記事の要約
- 実家を空き家のまま放置すると、固定資産税が6倍になるリスクがある
- 税金の軽減制度には、土地の評価額を80%減額できる「小規模宅地等の特例」や、売却益から引ける「3,000万円特別控除」がある
- 資産価値を維持しつつ兄弟トラブルを防ぐには、「共有」ではなく「代償分割」や「換価分割」が有効
「親が亡くなり、実家をどうすればいいかわからない」
預貯金とは違い、簡単に分けられない実家は、相続において最も悩み深い資産です。
特に富裕層の場合は、「遺産分割」「節税(特例)」「出口戦略(売却・活用)」の3つをセットで考えなければ、数百万円単位で損をしたり、予期せぬトラブルに発展したりするおそれがあります。
本記事では、数多くの相続案件を扱うVSG相続税理士法人が、実家相続で失敗しないためのポイントを解説します。
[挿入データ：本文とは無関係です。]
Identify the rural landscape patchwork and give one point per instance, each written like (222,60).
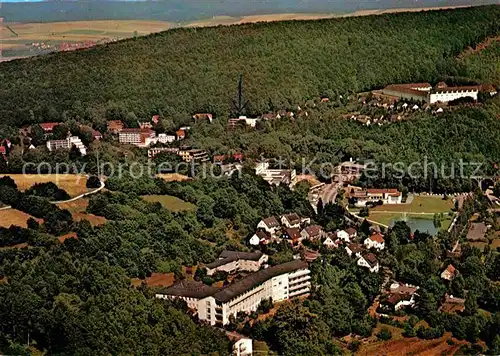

なお、VSG相続税理士法人では、相続税申告に関する初回相談を無料で承っています。
今回の記事をお読みいただき、気になる点があれば、ぜひお気軽にお問い合わせください。
目次
まずは全体像を把握!実家相続のタイムライン
実家の相続は、単に「名義を変えれば終わり」ではありません。
期限を過ぎると税金の優遇が受けられなくなったり、ペナルティー(過料)が発生したりする手続きもあります。
【期限に注意】故人の死亡から相続税申告までの流れ
相続手続きは、被相続人(親など)が亡くなった瞬間からスタートします。

特に大切な期限は以下の3つです。
| 期限 | 手続き内容 | ポイント |
|---|---|---|
| 死亡を知ってから3カ月以内 | 相続放棄の判断 | 実家以外に多額の借金があり、財産を放棄したいとき。 3カ月の熟慮期間内に、家庭裁判所で「相続放棄」の手続きをする。 |
| 死亡を知った翌日から4カ月以内 | 準確定申告 | 故人が所得税の納税義務者だった場合、所得税の申告をする。 |
| 死亡を知った翌日から10カ月以内 | 相続税の申告・納税 | 期限内に遺産分割ができていない場合、「小規模宅地等の特例(評価額80%減)」の適用外になる。※ |
- ※
- 「申告期限後3年以内の分割見込書」を提出し、期限から3年以内に分割が完了すれば、後から特例の適用を受け、相続税の還付を受けることができる
相続発生後は、戸籍収集や財産調査、そして相続人間での話し合いである「遺産分割協議」に時間を取られます。
できるだけ早めに、手続きを進めることが大切です。
「家だけ放棄したい」は可能?相続放棄の注意点
相続放棄とは、プラスの財産(預貯金など)もマイナスの財産(借金や不動産など)も、すべて引き継がないという手続きです。
そのため、「活用予定のない実家は手放したいが、預貯金は相続したい」といったように、資産の一部だけを選んで相続することはできません。
不動産をどうしても引き継ぎたくない場合は、預貯金の相続もあきらめて、3カ月以内に家庭裁判所で「相続放棄」の手続きをする必要があります。
ただし、相続放棄をすれば実家に関する責任がすべてなくなる、とは限りません。
次の管理者が決まるまでの間、現にその家を占有していた相続人は、引き続き最低限の管理責任を負う可能性があります。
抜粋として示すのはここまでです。